Q37. What is 'early recurrence of AF' after ablation, and how is it managed?
Early recurrence occurs within 3 months post-ablation due to inflammation or incomplete lesion formation. It does not indicate ablation failure. Short-term antiarrhythmic therapy and rate control are used during the 'blanking period'.
Q38. How does obesity affect atrial fibrillation recurrence and treatment outcomes?
Obesity increases AF recurrence post-cardioversion or ablation due to left atrial enlargement and fibrosis. Weight loss improves sinus rhythm maintenance and enhances procedural success, as shown in the LEGACY and ARREST-AF studies.
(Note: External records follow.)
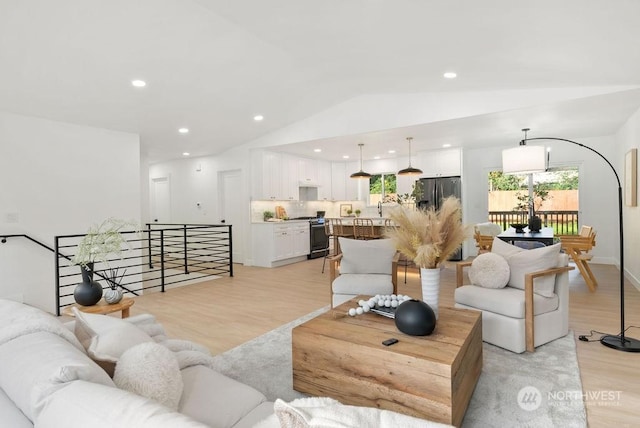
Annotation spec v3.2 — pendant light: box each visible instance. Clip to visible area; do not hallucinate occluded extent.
[350,143,372,179]
[397,137,423,175]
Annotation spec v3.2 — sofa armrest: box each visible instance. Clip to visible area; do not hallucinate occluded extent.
[523,265,574,352]
[391,252,400,294]
[329,254,343,306]
[455,261,473,288]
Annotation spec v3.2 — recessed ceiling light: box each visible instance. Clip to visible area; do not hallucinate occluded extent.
[131,79,146,87]
[443,72,457,79]
[442,144,452,148]
[182,152,190,156]
[178,128,189,134]
[253,115,264,121]
[314,148,322,153]
[342,155,350,159]
[388,150,396,154]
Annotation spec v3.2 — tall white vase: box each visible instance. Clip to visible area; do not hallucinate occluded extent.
[420,267,440,319]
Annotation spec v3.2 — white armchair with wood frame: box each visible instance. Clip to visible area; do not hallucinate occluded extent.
[454,237,574,353]
[329,237,399,308]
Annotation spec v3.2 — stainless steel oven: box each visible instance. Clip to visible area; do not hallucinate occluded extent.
[291,216,328,259]
[309,219,328,259]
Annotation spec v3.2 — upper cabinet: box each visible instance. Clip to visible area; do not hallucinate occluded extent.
[280,154,299,201]
[316,161,332,200]
[252,150,283,200]
[298,157,318,185]
[331,162,360,201]
[418,149,461,177]
[253,150,335,201]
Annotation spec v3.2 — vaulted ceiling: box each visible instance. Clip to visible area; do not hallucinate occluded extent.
[1,0,640,163]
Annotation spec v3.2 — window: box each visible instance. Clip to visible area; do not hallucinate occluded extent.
[487,168,579,234]
[369,173,397,205]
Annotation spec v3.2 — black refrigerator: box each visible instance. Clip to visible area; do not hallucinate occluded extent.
[416,176,462,260]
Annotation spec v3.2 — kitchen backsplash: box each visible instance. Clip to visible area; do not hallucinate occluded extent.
[250,200,384,222]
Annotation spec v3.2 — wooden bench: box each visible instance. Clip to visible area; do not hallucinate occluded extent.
[559,226,597,292]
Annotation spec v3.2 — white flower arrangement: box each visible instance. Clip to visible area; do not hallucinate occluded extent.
[72,218,140,268]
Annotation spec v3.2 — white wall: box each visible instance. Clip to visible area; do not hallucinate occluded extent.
[0,111,141,313]
[462,135,619,264]
[615,106,640,287]
[148,146,251,262]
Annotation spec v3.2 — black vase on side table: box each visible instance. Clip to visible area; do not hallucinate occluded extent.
[74,262,103,306]
[528,215,542,233]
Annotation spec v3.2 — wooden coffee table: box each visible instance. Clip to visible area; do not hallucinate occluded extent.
[292,297,482,427]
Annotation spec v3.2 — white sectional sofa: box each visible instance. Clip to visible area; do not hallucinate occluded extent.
[0,298,272,427]
[0,298,451,428]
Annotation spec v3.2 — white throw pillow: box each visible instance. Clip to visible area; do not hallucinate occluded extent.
[338,238,396,275]
[469,253,510,289]
[114,342,184,410]
[73,308,153,374]
[491,239,561,297]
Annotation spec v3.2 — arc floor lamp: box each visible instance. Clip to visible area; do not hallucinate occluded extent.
[502,128,640,352]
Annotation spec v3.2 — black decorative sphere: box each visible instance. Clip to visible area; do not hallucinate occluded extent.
[394,299,436,336]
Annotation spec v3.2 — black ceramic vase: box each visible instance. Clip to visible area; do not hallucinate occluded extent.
[394,299,436,336]
[74,263,103,306]
[528,215,542,233]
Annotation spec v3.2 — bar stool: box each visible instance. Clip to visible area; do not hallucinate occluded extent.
[321,219,335,273]
[322,218,354,272]
[353,218,375,240]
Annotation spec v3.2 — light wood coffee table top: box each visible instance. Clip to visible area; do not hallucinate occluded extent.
[292,297,482,427]
[62,297,134,318]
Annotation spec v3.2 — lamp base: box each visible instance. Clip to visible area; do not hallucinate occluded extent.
[600,335,640,352]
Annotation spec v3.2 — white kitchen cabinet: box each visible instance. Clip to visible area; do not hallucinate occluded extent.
[418,149,461,178]
[252,150,283,200]
[298,157,318,185]
[330,162,347,201]
[330,161,361,201]
[291,223,311,256]
[316,160,332,200]
[251,222,310,267]
[281,154,299,201]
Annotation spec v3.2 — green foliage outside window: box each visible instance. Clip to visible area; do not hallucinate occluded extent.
[370,173,397,205]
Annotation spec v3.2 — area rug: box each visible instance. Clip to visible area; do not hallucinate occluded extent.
[210,307,587,427]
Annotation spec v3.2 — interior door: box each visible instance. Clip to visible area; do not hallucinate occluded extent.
[219,169,243,263]
[150,176,171,224]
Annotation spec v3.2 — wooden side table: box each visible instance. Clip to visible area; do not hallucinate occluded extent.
[62,297,134,318]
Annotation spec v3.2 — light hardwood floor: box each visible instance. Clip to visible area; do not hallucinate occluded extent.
[130,258,640,427]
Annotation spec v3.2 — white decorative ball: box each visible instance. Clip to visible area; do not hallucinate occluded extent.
[356,307,364,315]
[384,299,391,307]
[358,299,366,306]
[391,300,398,308]
[348,308,357,316]
[362,303,370,312]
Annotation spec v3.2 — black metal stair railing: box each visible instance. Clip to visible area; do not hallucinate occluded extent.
[54,224,232,315]
[1,224,232,315]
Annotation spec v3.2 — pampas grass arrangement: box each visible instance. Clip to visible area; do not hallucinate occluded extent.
[384,197,469,269]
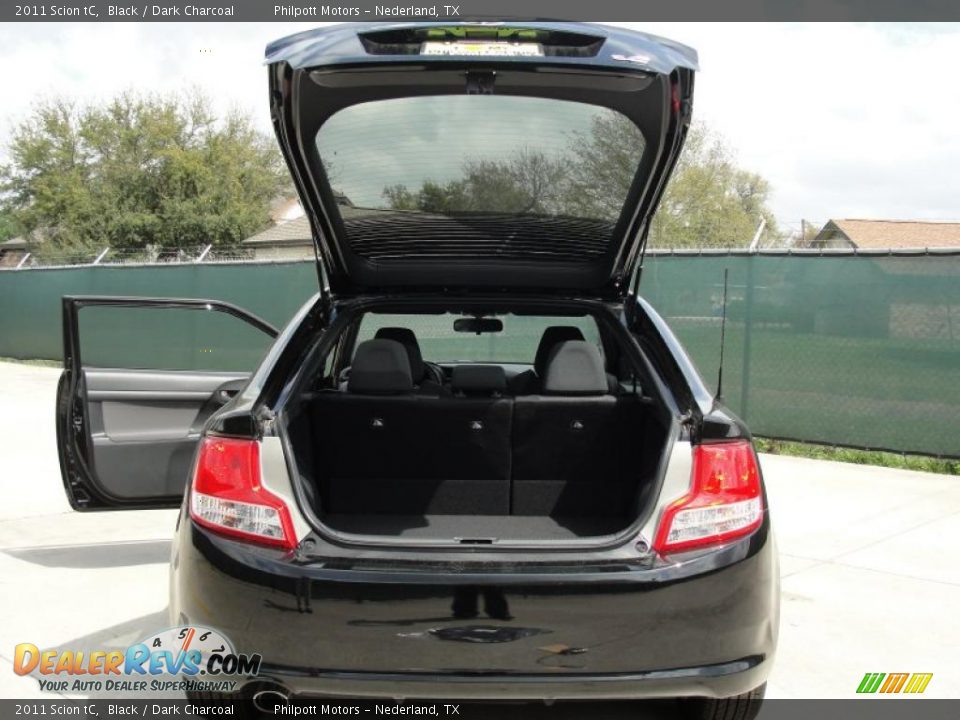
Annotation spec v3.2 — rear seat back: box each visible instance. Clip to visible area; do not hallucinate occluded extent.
[312,343,511,516]
[451,365,507,397]
[512,342,638,517]
[311,340,643,521]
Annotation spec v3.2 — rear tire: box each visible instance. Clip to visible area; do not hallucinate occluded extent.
[680,683,766,720]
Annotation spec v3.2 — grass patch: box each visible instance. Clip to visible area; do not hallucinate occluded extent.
[755,437,960,476]
[0,356,61,368]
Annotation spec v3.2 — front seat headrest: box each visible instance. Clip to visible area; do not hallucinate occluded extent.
[534,326,586,378]
[451,365,507,396]
[374,327,425,382]
[348,339,413,394]
[542,341,609,396]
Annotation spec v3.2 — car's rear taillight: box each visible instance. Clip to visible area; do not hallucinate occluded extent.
[653,440,764,554]
[189,436,296,550]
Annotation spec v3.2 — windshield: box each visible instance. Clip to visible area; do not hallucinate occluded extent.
[355,313,603,365]
[315,95,645,263]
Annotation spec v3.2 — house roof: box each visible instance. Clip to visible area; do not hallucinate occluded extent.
[817,219,960,249]
[269,196,304,224]
[242,216,313,246]
[0,236,29,250]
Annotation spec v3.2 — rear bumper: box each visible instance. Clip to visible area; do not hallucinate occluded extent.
[258,656,770,700]
[170,511,778,700]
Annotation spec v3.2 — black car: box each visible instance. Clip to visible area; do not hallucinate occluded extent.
[56,21,778,719]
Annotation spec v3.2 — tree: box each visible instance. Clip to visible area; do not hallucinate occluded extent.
[650,123,779,248]
[0,91,290,257]
[378,115,777,249]
[382,149,567,215]
[562,110,646,220]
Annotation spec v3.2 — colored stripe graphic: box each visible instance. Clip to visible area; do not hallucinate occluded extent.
[880,673,909,693]
[857,672,932,694]
[903,673,933,694]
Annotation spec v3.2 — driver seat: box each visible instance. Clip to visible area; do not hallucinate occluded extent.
[374,327,446,395]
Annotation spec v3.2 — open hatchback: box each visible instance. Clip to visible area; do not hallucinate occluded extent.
[267,21,696,297]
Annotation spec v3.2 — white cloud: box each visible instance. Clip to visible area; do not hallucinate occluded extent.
[1,21,959,225]
[613,22,960,223]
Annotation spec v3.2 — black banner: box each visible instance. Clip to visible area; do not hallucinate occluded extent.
[6,0,960,22]
[2,699,960,719]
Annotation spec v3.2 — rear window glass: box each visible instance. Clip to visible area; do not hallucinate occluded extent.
[315,96,645,262]
[355,313,602,365]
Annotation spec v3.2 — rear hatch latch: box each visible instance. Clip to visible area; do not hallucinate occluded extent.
[465,71,496,95]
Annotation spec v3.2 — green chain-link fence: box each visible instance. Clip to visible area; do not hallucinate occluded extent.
[1,251,958,457]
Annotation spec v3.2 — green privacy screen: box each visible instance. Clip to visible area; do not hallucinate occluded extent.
[1,253,958,457]
[0,262,318,364]
[641,251,960,458]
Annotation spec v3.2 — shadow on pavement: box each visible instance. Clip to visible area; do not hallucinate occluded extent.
[37,610,177,699]
[4,539,171,568]
[53,609,172,652]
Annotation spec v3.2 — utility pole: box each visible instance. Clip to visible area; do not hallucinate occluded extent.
[748,218,766,252]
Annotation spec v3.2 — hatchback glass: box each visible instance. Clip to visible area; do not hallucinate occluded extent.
[315,96,645,262]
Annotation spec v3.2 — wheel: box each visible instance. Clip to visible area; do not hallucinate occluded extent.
[680,683,766,720]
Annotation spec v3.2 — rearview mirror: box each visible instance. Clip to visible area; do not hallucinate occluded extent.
[453,317,503,334]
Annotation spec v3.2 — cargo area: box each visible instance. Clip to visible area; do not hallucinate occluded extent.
[283,306,673,545]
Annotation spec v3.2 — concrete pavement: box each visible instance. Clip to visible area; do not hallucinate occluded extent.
[0,360,957,702]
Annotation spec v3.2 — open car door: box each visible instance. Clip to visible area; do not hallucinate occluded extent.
[56,296,278,510]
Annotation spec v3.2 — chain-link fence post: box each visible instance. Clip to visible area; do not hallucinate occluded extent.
[738,253,755,422]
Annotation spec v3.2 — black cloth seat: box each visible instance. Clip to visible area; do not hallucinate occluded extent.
[511,341,644,517]
[312,341,511,516]
[451,365,508,397]
[311,339,644,525]
[508,326,586,395]
[347,338,414,395]
[374,327,446,394]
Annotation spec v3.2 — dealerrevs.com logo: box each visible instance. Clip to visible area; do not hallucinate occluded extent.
[857,672,933,694]
[13,626,261,694]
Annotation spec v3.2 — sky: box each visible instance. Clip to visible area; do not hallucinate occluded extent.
[0,21,958,229]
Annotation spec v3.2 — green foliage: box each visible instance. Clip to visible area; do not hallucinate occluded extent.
[383,150,569,216]
[650,123,780,248]
[379,114,778,249]
[0,209,21,243]
[0,91,289,255]
[563,111,646,220]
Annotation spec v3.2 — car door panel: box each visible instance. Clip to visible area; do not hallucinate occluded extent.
[57,296,278,510]
[83,369,251,499]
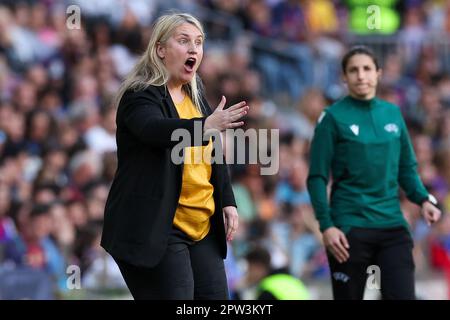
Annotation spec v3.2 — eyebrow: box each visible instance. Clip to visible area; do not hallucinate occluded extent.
[348,64,372,69]
[176,33,203,39]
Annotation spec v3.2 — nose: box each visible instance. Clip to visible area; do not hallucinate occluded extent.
[188,41,198,53]
[357,69,364,80]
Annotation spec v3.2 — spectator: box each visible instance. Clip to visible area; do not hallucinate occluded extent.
[3,203,67,292]
[238,246,310,300]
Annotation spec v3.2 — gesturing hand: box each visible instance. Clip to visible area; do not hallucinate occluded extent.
[204,96,249,134]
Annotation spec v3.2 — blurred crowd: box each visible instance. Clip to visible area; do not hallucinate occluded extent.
[1,0,450,299]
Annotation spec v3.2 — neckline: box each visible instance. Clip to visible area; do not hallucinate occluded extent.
[346,95,376,107]
[174,94,188,106]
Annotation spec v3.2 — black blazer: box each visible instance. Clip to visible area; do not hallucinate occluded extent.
[100,85,236,268]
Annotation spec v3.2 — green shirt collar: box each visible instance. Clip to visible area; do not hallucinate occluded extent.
[346,95,377,108]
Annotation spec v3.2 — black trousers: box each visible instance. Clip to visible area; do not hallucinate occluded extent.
[327,226,415,300]
[114,228,229,300]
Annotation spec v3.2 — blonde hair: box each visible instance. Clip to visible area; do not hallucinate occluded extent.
[115,12,206,114]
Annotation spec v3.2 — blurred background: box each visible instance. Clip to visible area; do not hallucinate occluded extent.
[0,0,450,300]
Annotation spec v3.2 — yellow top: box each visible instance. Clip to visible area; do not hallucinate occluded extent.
[173,95,215,241]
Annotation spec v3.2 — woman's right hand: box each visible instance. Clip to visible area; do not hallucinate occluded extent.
[204,96,249,133]
[323,227,350,263]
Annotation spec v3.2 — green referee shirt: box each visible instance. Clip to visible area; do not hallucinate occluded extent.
[307,95,429,233]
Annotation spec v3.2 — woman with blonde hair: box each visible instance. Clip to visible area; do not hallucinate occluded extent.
[101,12,248,299]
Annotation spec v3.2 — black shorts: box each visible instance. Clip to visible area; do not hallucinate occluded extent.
[327,226,415,300]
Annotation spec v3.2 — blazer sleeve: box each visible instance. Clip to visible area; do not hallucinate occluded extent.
[201,94,237,208]
[119,89,207,149]
[221,161,237,208]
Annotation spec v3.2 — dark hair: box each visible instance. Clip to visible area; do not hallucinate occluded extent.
[245,246,271,268]
[29,203,51,218]
[342,46,380,73]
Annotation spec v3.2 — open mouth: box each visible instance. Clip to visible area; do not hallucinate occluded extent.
[184,57,196,72]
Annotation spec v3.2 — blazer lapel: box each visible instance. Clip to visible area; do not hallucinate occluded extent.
[156,85,180,119]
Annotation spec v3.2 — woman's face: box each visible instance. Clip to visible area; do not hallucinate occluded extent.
[343,54,381,100]
[158,23,203,87]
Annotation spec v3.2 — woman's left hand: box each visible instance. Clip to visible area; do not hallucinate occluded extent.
[223,206,239,241]
[421,201,442,226]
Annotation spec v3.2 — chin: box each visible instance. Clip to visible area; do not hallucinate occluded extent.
[357,90,371,97]
[181,75,195,84]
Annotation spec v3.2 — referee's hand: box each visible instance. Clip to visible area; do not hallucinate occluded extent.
[421,201,442,226]
[323,227,350,264]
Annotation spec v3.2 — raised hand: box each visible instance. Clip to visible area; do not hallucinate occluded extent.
[204,96,249,133]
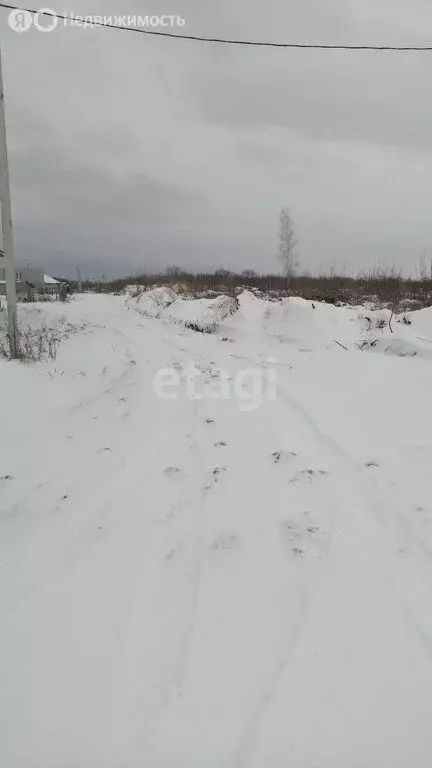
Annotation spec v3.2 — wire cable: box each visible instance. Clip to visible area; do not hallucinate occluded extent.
[1,2,432,51]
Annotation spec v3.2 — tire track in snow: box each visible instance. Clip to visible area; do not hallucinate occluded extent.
[275,383,432,657]
[168,399,234,697]
[234,379,432,766]
[0,429,175,620]
[232,398,338,768]
[170,401,209,696]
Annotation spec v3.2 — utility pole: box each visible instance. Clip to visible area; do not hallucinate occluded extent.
[0,45,18,356]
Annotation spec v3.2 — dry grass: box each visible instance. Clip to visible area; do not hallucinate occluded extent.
[0,322,61,362]
[80,268,432,309]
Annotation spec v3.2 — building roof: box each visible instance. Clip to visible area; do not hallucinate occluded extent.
[0,273,60,285]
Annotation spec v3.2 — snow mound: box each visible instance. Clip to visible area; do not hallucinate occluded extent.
[235,290,274,330]
[125,285,237,331]
[221,291,361,349]
[128,286,177,318]
[122,284,144,300]
[359,336,432,360]
[171,282,191,295]
[162,294,238,332]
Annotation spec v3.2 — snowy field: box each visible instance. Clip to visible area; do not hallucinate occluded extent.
[2,290,432,767]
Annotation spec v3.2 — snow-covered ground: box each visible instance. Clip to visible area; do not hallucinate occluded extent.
[2,291,432,767]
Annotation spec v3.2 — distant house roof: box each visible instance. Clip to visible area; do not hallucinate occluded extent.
[0,271,60,285]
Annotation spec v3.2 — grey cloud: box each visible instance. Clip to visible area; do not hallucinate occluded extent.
[2,0,432,277]
[185,48,432,149]
[11,142,216,275]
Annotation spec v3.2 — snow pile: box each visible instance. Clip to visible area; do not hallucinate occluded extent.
[125,286,238,332]
[220,292,432,358]
[122,284,144,300]
[170,282,191,295]
[125,287,432,356]
[162,294,237,332]
[354,306,432,360]
[228,289,274,333]
[408,304,432,336]
[358,336,432,360]
[127,286,177,318]
[220,291,362,350]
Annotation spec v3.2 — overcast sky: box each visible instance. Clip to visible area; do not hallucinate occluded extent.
[1,0,432,278]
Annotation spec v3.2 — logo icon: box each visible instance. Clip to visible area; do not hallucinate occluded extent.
[33,8,58,32]
[8,8,33,32]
Q39. What is the optimal timing for restarting anticoagulation after ischemic stroke in AF patients?
Based on stroke size: small strokes resume at day 3, moderate at day 6–7, large after day 12–14. Early anticoagulation may risk hemorrhagic conversion, so timing balances stroke recurrence and bleeding risk.
Q40. How should AF be managed perioperatively in non-cardiac surgery?
Continue anticoagulation in low-bleeding-risk procedures. For high-risk procedures, stop DOACs 24–72 hours prior based on renal function. Resume when bleeding risk subsides. Rate control with β-blockers is preferred intraoperatively.